Member of the Supreme People's Assembly

Personal details
- Died: c. 14 September 2026
- Party: Workers' Party of Korea

Military service
- Allegiance: North Korea
- Branch/service: Korean People's Army
- Rank: Sangjang (Colonel-general)

= Yun Tong-hyon =

North Korean general and politician (died 2026)

Yun Tong-hyon (died c. 14 September 2026) was a North Korean general and politician. He was the member of the Central Committee of the Workers' Party of Korea and member of the Supreme People's Assembly, North Korea's unicameral parliament.

== Life and career ==
Yun became a colonel-general in 2014 by order of the Supreme Commander of the Armed Forces of North Korea, Kim Jong Un. In 1998 and 2003 he was elected to the 10th and 11th convocations of the Supreme People's Assembly, respectively. In 2016, following the decisions made by the 7th WPK Congress, he was elected to the 7th Central Committee of the Workers' Party of Korea. In April 2019 he was elected to the 14th convocation of the Supreme People's Assembly, representing the Pongsusan (170th electoral district).

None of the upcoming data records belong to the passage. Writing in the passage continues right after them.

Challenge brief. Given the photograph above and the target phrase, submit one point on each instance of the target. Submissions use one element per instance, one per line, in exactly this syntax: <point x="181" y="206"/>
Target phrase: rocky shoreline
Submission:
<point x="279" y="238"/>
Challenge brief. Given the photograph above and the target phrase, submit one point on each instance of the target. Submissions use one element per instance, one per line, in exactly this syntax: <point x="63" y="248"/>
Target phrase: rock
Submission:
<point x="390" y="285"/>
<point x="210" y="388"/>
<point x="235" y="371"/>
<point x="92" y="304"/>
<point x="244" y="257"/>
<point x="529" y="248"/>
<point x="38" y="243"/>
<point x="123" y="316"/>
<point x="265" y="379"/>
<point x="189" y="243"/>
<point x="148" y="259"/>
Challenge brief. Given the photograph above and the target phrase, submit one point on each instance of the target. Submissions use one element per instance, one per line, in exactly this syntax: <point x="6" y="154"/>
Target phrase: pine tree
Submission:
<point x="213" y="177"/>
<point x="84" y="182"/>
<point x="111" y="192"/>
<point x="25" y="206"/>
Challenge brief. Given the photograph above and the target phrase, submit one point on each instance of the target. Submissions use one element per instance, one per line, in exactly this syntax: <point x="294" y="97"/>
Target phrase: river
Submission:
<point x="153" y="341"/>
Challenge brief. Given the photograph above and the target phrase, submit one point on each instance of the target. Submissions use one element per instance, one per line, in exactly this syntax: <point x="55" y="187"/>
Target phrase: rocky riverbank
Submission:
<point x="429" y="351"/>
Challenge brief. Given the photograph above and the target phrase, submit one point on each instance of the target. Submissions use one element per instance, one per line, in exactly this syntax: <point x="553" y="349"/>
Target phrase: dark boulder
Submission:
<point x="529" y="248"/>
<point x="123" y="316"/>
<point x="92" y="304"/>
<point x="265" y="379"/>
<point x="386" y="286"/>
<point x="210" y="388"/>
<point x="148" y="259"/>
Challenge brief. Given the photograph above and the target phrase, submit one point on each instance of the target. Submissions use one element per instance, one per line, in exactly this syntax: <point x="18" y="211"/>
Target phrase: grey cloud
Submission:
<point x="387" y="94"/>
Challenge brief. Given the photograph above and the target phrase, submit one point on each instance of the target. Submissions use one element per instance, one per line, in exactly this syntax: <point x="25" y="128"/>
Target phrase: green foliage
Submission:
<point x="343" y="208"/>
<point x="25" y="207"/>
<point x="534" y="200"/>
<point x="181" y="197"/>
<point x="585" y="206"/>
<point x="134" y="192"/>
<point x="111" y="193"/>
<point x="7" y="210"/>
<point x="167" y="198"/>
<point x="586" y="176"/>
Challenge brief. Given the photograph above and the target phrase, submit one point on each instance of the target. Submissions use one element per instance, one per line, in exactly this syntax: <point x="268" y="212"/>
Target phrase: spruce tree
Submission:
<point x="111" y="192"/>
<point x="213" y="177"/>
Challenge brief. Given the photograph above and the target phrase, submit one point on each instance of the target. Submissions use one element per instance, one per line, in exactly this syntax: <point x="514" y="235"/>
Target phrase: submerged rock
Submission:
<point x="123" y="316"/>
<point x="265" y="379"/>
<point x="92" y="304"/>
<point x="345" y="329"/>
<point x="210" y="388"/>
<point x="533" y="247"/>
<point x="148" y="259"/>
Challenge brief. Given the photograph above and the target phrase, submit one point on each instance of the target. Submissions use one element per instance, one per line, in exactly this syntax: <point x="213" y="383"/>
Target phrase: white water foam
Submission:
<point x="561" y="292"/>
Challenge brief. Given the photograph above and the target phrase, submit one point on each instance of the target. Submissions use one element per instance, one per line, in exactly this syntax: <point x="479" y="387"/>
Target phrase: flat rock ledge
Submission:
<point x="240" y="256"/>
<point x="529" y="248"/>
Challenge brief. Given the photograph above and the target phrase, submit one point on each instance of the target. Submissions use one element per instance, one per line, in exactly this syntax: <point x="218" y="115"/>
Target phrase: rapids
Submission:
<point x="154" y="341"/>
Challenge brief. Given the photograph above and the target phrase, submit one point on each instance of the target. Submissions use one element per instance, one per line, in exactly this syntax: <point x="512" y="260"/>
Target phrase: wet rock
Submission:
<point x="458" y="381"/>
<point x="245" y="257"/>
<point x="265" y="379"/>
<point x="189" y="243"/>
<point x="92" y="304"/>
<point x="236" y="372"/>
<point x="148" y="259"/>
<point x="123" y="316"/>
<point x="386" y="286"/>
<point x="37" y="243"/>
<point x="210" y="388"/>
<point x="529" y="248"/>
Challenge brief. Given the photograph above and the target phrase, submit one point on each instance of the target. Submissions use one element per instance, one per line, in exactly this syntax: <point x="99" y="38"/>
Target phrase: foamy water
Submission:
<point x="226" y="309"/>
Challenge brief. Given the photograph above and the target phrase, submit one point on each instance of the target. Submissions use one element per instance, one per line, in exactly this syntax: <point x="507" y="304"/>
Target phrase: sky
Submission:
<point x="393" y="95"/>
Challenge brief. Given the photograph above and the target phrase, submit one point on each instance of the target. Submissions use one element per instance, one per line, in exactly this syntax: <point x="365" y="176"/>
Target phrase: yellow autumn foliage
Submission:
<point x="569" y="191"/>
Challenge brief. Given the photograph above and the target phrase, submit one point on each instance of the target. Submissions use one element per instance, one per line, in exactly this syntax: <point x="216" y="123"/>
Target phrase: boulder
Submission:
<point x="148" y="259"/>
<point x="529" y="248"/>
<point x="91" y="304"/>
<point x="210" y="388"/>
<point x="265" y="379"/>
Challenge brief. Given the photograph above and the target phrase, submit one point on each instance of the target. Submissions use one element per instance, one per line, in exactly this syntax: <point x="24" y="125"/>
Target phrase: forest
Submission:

He was a member of the funeral committee of Kim Chol-man, Jon Pyong-ho, Kim Yang-gon, Ri Ul-sol, Kim Yong-chun. Following the death of Kim Jong Il in December 2011, he was also a member of his 232-members funeral committee.

His death was announced on 15 September 2026, when North Korean state media reported that Kim Jong Un sent a wreath to his bier a day earlier.

== Awards and honors ==
A picture of Yun shows him wearing the ribbons to all decorations awarded to him.